春日井ボンのボンかすLIFE

春日井ボンのボンかすALONE

日本人バヤニストの生活と日々

僕のバタフライ・エフェクト

僕がバヤンを弾いているのはたまたまロシアでこの楽器を見かけたからなのだが、なぜロシアに留学したかと言うと当時の国際政治の激動に大きな影響を受け、新聞記者になるべく外国語をひとつマスターしようというのが理由だった。世界史の激動の中心に居た僕のヒーローはゴルバチョフ氏だった。

 

なんでロシア(なんか)に行ったの?と訊かれた時、ある程度以上の年齢の日本人には「当時、ゴルバチョフと話したかったからさ」と言えばなんとなくは理解してくれる。
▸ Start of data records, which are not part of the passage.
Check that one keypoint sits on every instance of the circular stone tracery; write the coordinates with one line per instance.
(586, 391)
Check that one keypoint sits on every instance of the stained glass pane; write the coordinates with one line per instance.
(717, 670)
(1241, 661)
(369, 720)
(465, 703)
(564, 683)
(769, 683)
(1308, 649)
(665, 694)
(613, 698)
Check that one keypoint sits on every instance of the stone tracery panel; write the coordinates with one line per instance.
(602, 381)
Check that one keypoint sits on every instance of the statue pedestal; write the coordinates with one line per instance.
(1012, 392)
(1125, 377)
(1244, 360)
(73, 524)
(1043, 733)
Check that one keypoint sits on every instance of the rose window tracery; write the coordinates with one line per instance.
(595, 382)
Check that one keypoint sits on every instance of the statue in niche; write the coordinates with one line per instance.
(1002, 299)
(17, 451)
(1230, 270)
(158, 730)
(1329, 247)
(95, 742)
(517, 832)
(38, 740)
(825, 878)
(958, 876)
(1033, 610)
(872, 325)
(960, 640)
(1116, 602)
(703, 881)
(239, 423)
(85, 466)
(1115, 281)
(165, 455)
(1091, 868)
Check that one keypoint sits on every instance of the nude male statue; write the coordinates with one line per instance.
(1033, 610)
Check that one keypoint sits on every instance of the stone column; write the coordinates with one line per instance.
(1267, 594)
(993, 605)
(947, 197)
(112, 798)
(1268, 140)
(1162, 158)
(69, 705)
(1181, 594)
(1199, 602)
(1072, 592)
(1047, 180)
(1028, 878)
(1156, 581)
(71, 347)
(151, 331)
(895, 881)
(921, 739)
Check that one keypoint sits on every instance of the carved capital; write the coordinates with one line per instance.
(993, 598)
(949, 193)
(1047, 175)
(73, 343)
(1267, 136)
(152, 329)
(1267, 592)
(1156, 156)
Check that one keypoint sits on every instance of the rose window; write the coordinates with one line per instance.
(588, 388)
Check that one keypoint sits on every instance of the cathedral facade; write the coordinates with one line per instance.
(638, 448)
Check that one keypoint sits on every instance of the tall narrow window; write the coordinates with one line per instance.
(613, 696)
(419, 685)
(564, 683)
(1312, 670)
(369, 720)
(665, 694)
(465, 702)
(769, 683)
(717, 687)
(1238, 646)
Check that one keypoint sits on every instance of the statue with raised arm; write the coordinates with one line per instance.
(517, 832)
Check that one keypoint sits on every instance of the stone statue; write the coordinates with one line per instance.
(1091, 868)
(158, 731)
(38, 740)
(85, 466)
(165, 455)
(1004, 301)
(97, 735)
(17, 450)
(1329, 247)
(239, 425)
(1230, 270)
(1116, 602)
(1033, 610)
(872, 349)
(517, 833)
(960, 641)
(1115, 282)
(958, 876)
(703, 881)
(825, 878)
だが数年前、仕事で出会った20代のロシア人に同じ質問をされた時に熱っぽく説明してみたが「あぁ、教科書で見たことある。よくは知らないけど…そんなに好きだったの?」と控えめに返された。人柄がどうと言うより、政治家はいつの世も人生そのものが評価の対象でしかなく、その内容は国や立場によってまったく異なるものになる。

 

彼がいなければ東欧の民主化ソ連の崩壊も10年以上先だったかも知れない。あの激動がまさに僕の学生時代だったから、僕は若者らしい好奇心と無謀さを持ってロシアを目指した、彼と会話をするために。その目標は叶わなかったが、留学は僕の人生の多くのことを変えてくれた。いまバヤンで毎日作曲をして演奏を練習しているのもその一つ。それは彼から僕へのバタフライ・エフェクトだ。

 

世界中に大きな影響を与えたゴルバチョフ氏が亡くなった。どうか安らかに眠られますように。